Nach iranischen Raketenangriffen: Deutsche Soldaten im Nordirak unversehrt

Nach iranischen Raketenangriffen : Deutsche Soldaten im Nordirak unversehrt

Die iranischen Vergeltungsangriffe auf US-Militärziele im Irak haben auch den Raum Erbil getroffen. Dort sind noch mehr als 100 deutsche Soldaten stationiert, denen nichts passiert ist. Die Region um Bagdad hat die Bundeswehr verlassen.

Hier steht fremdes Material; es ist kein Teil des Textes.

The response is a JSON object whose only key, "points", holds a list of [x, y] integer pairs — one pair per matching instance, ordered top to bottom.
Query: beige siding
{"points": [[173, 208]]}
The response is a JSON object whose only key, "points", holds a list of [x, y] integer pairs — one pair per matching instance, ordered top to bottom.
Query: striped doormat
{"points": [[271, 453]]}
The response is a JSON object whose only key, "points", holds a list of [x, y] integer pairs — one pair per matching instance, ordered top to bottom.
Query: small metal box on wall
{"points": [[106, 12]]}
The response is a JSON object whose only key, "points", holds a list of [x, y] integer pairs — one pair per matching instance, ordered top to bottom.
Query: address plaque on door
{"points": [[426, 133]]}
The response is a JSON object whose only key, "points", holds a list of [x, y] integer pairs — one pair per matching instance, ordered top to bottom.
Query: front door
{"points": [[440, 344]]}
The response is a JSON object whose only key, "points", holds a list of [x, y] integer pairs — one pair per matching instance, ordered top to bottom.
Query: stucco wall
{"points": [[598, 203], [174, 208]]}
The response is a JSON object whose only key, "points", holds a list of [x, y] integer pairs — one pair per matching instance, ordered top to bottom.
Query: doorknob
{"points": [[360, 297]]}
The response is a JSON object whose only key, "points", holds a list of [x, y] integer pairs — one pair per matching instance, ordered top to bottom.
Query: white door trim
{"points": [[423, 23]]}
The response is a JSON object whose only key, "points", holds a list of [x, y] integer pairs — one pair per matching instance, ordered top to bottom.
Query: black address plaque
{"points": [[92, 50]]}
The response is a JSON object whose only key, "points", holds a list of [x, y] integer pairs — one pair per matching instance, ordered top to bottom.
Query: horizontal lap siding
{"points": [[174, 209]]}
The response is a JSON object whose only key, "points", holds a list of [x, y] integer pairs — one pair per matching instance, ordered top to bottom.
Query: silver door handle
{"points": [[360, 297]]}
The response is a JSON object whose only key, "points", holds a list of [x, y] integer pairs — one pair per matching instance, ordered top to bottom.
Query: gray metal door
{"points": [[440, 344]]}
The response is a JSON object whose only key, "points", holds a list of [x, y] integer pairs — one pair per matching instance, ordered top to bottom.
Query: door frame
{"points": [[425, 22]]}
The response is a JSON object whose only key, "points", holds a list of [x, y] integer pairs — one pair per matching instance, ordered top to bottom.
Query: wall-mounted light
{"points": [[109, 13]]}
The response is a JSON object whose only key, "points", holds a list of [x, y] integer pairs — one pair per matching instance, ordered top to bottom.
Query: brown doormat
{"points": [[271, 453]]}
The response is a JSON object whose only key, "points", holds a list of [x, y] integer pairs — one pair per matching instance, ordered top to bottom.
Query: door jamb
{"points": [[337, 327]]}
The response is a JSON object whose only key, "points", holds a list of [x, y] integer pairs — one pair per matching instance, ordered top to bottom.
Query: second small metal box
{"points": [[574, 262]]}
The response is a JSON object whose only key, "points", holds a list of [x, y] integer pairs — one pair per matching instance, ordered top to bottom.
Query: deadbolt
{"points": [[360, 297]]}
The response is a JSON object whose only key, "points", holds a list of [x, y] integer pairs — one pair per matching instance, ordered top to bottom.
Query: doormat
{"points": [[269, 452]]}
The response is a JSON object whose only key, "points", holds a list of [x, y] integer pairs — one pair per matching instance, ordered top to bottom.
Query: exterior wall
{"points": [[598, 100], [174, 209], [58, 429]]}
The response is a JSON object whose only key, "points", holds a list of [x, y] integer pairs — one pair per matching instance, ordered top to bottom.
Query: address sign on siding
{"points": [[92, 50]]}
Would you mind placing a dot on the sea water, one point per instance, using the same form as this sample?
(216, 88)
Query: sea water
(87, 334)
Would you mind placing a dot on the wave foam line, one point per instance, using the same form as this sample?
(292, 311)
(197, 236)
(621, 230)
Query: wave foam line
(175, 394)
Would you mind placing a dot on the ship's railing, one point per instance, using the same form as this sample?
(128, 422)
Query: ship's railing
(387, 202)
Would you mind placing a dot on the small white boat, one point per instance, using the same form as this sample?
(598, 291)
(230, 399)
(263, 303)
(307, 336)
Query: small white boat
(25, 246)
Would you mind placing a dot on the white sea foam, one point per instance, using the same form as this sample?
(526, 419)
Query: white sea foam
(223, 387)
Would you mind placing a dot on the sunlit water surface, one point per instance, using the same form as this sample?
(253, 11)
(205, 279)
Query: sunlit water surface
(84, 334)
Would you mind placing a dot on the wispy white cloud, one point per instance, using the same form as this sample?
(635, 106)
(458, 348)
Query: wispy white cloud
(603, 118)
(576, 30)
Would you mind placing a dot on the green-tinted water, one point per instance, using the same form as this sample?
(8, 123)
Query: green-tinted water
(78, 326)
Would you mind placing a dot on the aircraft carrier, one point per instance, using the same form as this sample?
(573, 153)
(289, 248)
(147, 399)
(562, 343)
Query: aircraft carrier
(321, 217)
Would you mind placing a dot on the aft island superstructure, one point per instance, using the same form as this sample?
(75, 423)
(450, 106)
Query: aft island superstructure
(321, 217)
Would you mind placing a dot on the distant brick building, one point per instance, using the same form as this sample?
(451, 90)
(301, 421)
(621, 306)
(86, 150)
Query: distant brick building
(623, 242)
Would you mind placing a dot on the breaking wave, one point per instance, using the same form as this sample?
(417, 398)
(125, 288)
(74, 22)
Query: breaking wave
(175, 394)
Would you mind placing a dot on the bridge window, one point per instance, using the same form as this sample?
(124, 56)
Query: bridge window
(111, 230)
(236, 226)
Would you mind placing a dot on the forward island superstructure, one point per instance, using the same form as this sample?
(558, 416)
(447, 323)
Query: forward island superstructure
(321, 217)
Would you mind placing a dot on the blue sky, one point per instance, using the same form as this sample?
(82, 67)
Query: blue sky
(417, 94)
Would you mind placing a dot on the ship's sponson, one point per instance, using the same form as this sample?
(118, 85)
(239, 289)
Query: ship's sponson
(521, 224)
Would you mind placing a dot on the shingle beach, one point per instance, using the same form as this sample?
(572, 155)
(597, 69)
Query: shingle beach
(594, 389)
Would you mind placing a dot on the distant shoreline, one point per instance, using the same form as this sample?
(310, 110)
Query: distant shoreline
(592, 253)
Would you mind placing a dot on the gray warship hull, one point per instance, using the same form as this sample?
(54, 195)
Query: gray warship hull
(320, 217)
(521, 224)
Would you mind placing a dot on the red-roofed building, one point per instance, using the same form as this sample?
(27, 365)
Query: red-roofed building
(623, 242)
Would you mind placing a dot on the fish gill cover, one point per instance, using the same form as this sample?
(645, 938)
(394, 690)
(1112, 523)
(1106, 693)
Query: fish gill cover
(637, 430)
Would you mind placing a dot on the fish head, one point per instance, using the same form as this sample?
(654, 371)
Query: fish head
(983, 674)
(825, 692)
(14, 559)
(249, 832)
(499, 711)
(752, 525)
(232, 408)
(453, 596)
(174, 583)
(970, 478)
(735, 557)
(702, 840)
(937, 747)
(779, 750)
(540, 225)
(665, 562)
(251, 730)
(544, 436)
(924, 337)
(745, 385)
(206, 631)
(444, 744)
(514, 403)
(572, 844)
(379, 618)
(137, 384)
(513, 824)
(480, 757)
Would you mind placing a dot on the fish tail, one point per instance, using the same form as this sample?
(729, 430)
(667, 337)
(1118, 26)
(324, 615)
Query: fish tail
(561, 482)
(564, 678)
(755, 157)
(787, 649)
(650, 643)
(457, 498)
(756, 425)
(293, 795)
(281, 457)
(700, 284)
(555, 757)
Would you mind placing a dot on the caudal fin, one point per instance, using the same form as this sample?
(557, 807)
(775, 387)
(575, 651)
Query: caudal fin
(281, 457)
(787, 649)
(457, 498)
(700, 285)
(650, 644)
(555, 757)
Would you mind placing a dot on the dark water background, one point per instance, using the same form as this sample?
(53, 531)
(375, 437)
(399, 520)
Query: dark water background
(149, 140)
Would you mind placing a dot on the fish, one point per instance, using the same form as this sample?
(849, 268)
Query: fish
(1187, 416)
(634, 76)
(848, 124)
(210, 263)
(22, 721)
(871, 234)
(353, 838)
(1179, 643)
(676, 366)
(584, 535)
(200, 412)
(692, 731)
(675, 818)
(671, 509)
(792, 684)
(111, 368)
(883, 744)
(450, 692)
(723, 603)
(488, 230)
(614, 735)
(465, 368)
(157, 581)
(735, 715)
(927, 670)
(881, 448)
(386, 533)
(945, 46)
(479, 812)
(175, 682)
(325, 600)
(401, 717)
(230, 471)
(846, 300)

Die im nordirakischen Erbil stationierten Soldaten der Bundeswehr sind nach den iranischen Raketenangriffen auf Militärziele in dem Land unversehrt. „Wir stehen in Kontakt mit den Soldaten. Den Soldaten geht es gut“, sagte ein Sprecher des Einsatzführungskommandos in Potsdam am Mittwoch der Deutschen Presse-Agentur. Zu den weiteren Folgen der iranischen Raketenangriffe konnte der Bundeswehrsprecher keine Angaben machen. „Uns geht es zunächst um die Sicherheit der Soldaten“, sagte er.

Der Iran hat in der Nacht zum Mittwoch als Vergeltung für die Tötung seines Top-Generals Ghassem Soleimani nach US-Angaben zwei auch von den US-Streitkräften genutzte Militärstützpunkte im Irak angegriffen, darunter eine Basis im Raum Erbil. Unbestätigt blieben Berichte, wonach auch der am Vortag von der Bundeswehr geräumte Militärkomplex Tadschi im Großraum Bagdad von Raketen getroffen wurde. Dort hatte die Bundeswehr irakische Sicherheitskräfte ausgebildet.

In dem nordirakischen Kurdengebiet sind noch mehr als 100 deutsche Soldaten im Einsatz. Sie haben ihre Sicherheitsmaßnahmen verschärft. Die Bundeswehr ist im Irak als Teil der internationalen Koalition gegen die Terrormiliz Islamischer Staat (IS). Insgesamt sind etwa 400 Soldaten im Einsatz, die meisten davon auf der jordanischen Luftwaffenbasis Al-Asrak. Von dort wird auch das deutsche Kontingent geführt.

Die Ausbildung von irakischen Sicherheitskräften wurde nach der Tötung des iranischen Generals ausgesetzt. Von Jordanien aus ist die Luftwaffe auch mit Tornado-Aufklärern und Tankflugzeugen am Einsatz gegen die Terrormiliz IS beteiligt - darunter mit Flügen über Syrien und dem Irak. Dies war in den vergangenen Tagen fortgesetzt worden.